The city is on pace to meet Mayor Bill de Blasio’s ambitious goals for affordable housing construction, according to a new report from the New York Building Congress.
The report found that workers have built almost 35,000 new units of affordable housing since 2014, with most growth occurring in Brooklyn and the Bronx. The mayor’s goal is to preserve or build 300,000 affordable housing units by 2026 and hopes to reach 40 percent of these through construction. The total of 34,482 represents about 29 percent of the construction target so far.
Overall, 109,767 units of affordable housing have been built or preserved since 2014, when de Blasio first announced his affordable housing plan. Of these units, about 75,000 have arrived through preservation efforts.
There were 9,140 units constructed in fiscal year 2018, the most for any fiscal year so far.
The Bronx has seen the most new affordable housing units at 11,670, or 40 percent. Brooklyn comes next with 8,494 units, or 30 percent, and Manhattan followed at 18 percent, or 5,289 units. Queens has seen 2,852 new affordable units, while Staten Island has seen 508.

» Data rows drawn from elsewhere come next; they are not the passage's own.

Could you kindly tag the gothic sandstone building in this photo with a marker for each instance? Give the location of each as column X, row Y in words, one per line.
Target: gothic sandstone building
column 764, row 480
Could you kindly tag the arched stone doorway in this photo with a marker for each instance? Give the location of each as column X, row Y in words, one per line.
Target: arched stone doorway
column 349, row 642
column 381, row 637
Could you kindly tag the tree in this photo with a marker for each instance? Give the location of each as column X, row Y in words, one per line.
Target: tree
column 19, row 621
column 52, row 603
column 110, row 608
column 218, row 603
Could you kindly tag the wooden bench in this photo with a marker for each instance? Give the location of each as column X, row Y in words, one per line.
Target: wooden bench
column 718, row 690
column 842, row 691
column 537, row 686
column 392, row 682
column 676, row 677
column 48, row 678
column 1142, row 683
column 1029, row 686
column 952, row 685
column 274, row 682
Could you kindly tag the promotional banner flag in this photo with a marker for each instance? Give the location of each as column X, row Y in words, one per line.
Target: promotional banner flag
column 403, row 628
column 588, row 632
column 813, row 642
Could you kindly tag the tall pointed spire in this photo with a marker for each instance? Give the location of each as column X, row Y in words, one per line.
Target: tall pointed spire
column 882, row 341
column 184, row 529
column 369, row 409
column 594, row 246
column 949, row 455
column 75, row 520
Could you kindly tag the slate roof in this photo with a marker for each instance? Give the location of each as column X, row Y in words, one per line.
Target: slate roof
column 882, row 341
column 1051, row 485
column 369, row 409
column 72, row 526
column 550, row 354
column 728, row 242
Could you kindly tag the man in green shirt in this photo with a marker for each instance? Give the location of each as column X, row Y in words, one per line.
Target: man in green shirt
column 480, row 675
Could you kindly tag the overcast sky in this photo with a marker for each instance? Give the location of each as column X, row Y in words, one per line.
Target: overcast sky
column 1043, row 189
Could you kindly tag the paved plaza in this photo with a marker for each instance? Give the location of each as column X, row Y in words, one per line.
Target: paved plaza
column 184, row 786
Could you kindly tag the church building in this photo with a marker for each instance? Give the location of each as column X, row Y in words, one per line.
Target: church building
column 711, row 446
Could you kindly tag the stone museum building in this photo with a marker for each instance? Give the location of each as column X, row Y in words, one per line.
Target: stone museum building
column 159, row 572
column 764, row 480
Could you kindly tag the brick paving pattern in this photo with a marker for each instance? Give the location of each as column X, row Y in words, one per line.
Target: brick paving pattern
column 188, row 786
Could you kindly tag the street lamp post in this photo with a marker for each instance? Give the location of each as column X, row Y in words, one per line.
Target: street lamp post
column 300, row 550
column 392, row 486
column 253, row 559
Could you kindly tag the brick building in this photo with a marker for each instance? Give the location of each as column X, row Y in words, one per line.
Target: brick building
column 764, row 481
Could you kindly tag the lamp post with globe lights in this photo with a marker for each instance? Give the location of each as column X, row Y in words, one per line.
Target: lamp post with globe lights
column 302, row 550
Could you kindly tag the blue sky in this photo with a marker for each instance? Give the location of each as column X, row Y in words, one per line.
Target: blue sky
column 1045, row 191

About 58 percent of the new units are for households earning between 51 and 80 percent of area median income ($68,720 for a family of three), while 11 percent were for households making between 31 and 50 percent of area median income ($25,770 to $42,950). Roughly 19 percent were for households making 30 percent or less of area median income, which is $25,770 or less for a family of three.
The vast majority of affordable units have received some form of tax benefit, and only 12 percent have received no tax benefit at all. The most common one is the Article XI benefit for corporations building low-income housing, which 23 percent of projects have used.
“The lack of affordable housing for New Yorkers is an emergent and worsening crisis,” NYBC president Carlo Scissura said in a statement. “Members of the design, construction and real estate industry must continue to work with the mayor’s office to remedy this housing shortfall and keep New York City a great place to live.”